Crypto ETFs: future outlook
The success of the Bitcoin spot ETFs has been unprecedented.
With that said, Bitcoin probably won't be the last cryptoasset to be listed in an ETF. Many people believe that Ether—the native currency of the Ethereum blockchain—might be the next asset to be listed as a spot ETF.
For anyone new to crypto, it's important to note that cryptocurrencies such as Ether (ETH) and Solana (SOL) are slightly different than Bitcoin.
While Bitcoin leverages the proof of work (PoW) mechanism and is considered a store of value i.e. “digital gold,” both Ether and Solana are based on the proof of stake (PoS) mechanism and aren’t necessarily seen as stores of value. As such, the path forward for Ether and Solana might not be as straightforward, as regulators may put up roadblocks.
Regardless, the success of Bitcoin spot ETFs has given the entire crypto ecosystem a much-needed wave of momentum—so it will be interesting to see how things develop going forward.
How to buy Bitcoin directly with Phantom
If you’d like to purchase Bitcoin and other cryptocurrencies directly, instead of through an ETF, we’re here to help!
But first, why is it beneficial to purchase cryptocurrencies directly?
- Complexity: As you can see here, each Bitcoin spot ETF has a different ticker, price, and custodian—making it extremely difficult to get a good overview and make a confident purchasing decision. However, when you buy Bitcoin directly, there's none of that and only one ticker: BTC.
- Fees: When you buy shares in an ETF, you’ll have to pay multiple fees—which can be significant depending on your spend. Conversely, if you purchase Bitcoin directly, you avoid management and middleman fees and only pay transaction i.e. network fees.
- Self-custody: When you purchase Bitcoin or other cryptocurrencies through an ETF, you do not own these digital assets directly, nor do you have access to them. If you’d like to have full control of your digital assets, it's best to purchase them directly and self-custody them in a crypto wallet such as Phantom.
- Decentralized finance (DeFi): Self-custody of cryptoassets comes with another benefit: DeFi.
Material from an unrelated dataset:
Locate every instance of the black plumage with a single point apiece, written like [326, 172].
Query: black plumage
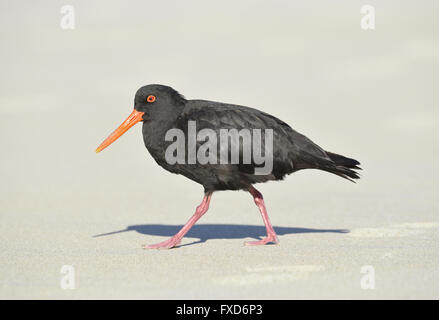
[162, 109]
[292, 151]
For example, if you hold 0.10 BTC in your Phantom wallet, you can deposit that BTC into DeFi protocols such as marginfi, Kamino, or Drift to earn yield and as collateral for your trades.
Alright, so how do you buy, sell, and trade Bitcoin and other cryptocurrencies with Phantom?
Here are some ideas:
- First things first, download and create your Phantom wallet.
- Option 1: Create an account on a centralized exchange such as Coinbase or Kraken. Next, purchase USDC and send it to your Phantom wallet using the Solana network (SPL tokens). Then, go to Jupiter, connect your Phantom wallet, and swap your USDC for Bitcoin—either WBTC or TBTC: these are “wrapped Bitcoin”, which are native to the Solana blockchain, so they might always have a slight price difference to native Bitcoin on centralized exchanges such as Coinbase or Kraken. However, as discussed above, centralized changes also have higher fees and don’t allow for self-custody—Phantom, on the other hand, allows you to self-custody all your digital assets.
- Option 2: you can also purchase Bitcoin, USDC, and other cryptocurrencies directly within you Phantom wallet using MoonPay, PayPal, and Robinhood.
- Option 3: purchase Bitcoin, USDC, and other cryptocurrencies on Jupiter directly using your Phantom wallet and credit card.
After purchasing cryptocurrencies, you can a) hold it in your Phantom wallet, b) send it to your cold wallet, or c) deposit it into DeFi protocols such as marginfi, Kamino, or Drift to earn yield and as collateral for your trades.
Disclaimer: This guide is strictly for educational purposes only and doesn’t constitute financial or legal advice or a solicitation to buy or sell any assets or to make any financial decisions. Please be careful and do your own research.